Les stéréotypes antisémites ne sont pas réservés aux immigrants. Lorsque la radio suédoise publique a récemment interviewé l'ambassadeur d'Israël en Suède, Isaac Bachman, le journaliste lui a demandé à plusieurs reprises: «est-ce que les juifs sont responsables de la montée de l'antisémitisme?». Isaac Bachman a finalement répondu que la question était du même ordre que de rendre responsable une victime de viol de son agression.

«J’ai ressenti comme une trahison le fait de poser cette question alors qu’un gardien de la synagogue juive venait juste d'être assassiné à Copenhague», a déclaré Negar Josephi, membre d’une radio suédoise publique indépendante, qui a publié un billet d’opinion pour protester. La radio suédoise publique s’est excusée, disant que l'animateur était stressé. «Oui, c’est comme si quelqu’un lâchait soudainement la pire des insultes parce qu’il est stressé», a rétorqué Negar Josephi. Cette dernière est convaincue qu'il existe un profond manque de connaissance de l'histoire juive et de la géopolitique du Moyen-Orient. «Beaucoup de Suédois ne sont pas capables de distinguer les juifs des Israéliens» explique-t-elle. Après les attentats de Copenhague, un journaliste de télévision suédoise, décrivant le mémorial à la synagogue danoise, a vu un drapeau israélien et l'a appelé "le drapeau juif"».

Des prises de positions fortes et d’importants moyens pour lutter contre le racisme

Alors que le débat prend des connotations politiques, avec quelques gauchistes disant que le problème réside principalement dans l'islamophobie et prétendant que le droit politique ne se concentre que sur l'antisémitisme, Siavosh Derakhti, le jeune activiste musulman qui lutte contre la discrimination envers des minorités, affirme que les musulmans et les juifs ont besoin de se serrer les coudes. «Il ne devrait pas y avoir de compétition pour savoir quelle est la minorité la plus discriminée», at-il dit. «Nous devons nous aider les uns les autres»

Le jeune homme a rejoint un «cercle de la paix» humain autour d'une synagogue de Stockholm, main dans la main avec les autres participants, dans une manifestation contre l'antisémitisme, calquée sur un événement similaire à Oslo.
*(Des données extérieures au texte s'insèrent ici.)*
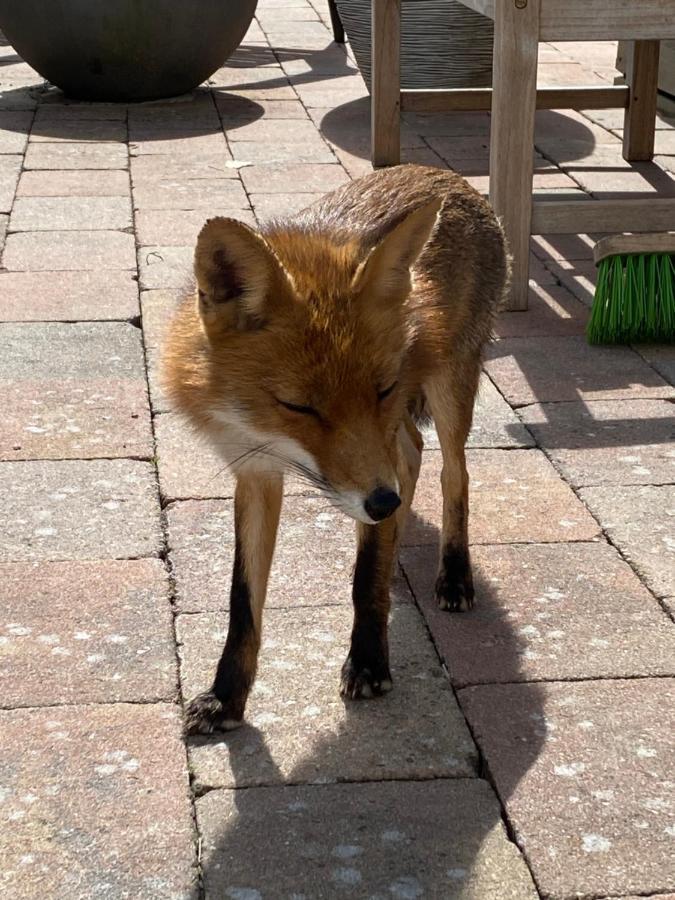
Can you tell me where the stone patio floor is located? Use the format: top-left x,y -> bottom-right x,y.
0,0 -> 675,900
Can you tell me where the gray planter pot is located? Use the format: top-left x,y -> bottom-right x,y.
0,0 -> 257,101
336,0 -> 493,90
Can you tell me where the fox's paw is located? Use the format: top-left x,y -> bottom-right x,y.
340,656 -> 393,700
436,547 -> 474,612
185,691 -> 244,734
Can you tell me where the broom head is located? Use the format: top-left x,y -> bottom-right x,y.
586,233 -> 675,344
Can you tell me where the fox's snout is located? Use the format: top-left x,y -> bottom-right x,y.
363,487 -> 401,522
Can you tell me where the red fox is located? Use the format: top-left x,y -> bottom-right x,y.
163,165 -> 509,733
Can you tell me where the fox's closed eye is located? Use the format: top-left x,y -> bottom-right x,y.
377,381 -> 398,400
275,397 -> 321,419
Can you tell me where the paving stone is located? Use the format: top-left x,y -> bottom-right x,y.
34,103 -> 129,122
136,209 -> 255,246
129,88 -> 216,126
23,141 -> 128,169
224,117 -> 318,143
403,450 -> 599,547
255,6 -> 319,22
331,144 -> 448,178
0,704 -> 197,900
422,375 -> 534,450
495,282 -> 588,338
129,132 -> 229,159
521,400 -> 675,487
217,96 -> 307,119
532,234 -> 600,261
133,178 -> 248,214
0,559 -> 177,707
567,163 -> 675,199
250,194 -> 324,221
240,163 -> 349,194
0,271 -> 139,322
30,116 -> 127,144
275,44 -> 359,78
130,153 -> 237,187
293,75 -> 368,109
580,485 -> 675,597
0,322 -> 153,459
138,246 -> 195,292
3,231 -> 136,272
177,604 -> 476,790
208,78 -> 298,100
546,259 -> 598,307
0,125 -> 30,156
401,112 -> 490,137
0,156 -> 22,213
460,679 -> 675,900
485,337 -> 675,406
633,344 -> 675,385
16,170 -> 129,197
230,133 -> 335,165
168,495 -> 374,612
209,61 -> 290,91
197,780 -> 538,900
0,459 -> 162,562
401,543 -> 675,686
0,83 -> 40,111
0,110 -> 35,139
11,197 -> 132,231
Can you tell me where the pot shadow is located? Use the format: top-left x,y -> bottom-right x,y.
190,510 -> 546,900
2,85 -> 265,141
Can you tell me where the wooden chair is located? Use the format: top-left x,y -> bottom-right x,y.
372,0 -> 675,309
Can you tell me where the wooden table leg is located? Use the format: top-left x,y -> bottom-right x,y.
371,0 -> 401,166
490,0 -> 541,309
623,41 -> 660,162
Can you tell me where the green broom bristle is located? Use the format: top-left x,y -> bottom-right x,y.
586,253 -> 675,344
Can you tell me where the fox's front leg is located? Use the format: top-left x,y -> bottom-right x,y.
426,359 -> 480,612
186,474 -> 283,734
340,417 -> 422,700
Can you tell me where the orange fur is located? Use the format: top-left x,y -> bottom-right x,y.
163,166 -> 508,732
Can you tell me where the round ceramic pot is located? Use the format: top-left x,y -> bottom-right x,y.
0,0 -> 257,102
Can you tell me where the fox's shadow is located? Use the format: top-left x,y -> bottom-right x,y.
190,510 -> 543,900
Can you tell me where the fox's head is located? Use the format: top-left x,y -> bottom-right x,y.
177,201 -> 440,523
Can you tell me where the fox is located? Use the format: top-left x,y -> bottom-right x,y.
162,165 -> 510,734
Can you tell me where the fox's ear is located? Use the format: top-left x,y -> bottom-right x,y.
195,218 -> 289,337
352,197 -> 443,300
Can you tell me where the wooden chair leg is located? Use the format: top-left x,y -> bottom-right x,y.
623,41 -> 660,162
490,0 -> 541,310
371,0 -> 401,166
S’adressant à la foule dans le froid crépuscule d'hiver, Stephan Löfven, le Premier ministre, a dit à la foule que c’était aux Suédois qu’il appartenait de décider quel genre de société qu'ils souhaitaient être.

«Nous ne pouvons pas laisser la haine s’emparer de la société», a-t-il affirmé. Le gouvernement a alloué 25 millions de dollars pour qu’un effort éducatif soit mené contre l'antisémitisme et le racisme. Quand le Premier ministre est intervenu à la grande Synagogue de Stockholm pour la commémoration du 70e anniversaire de la libération d'Auschwitz, le roi Carl Gustaf XVI et la reine Silvia étaient assis au premier rang.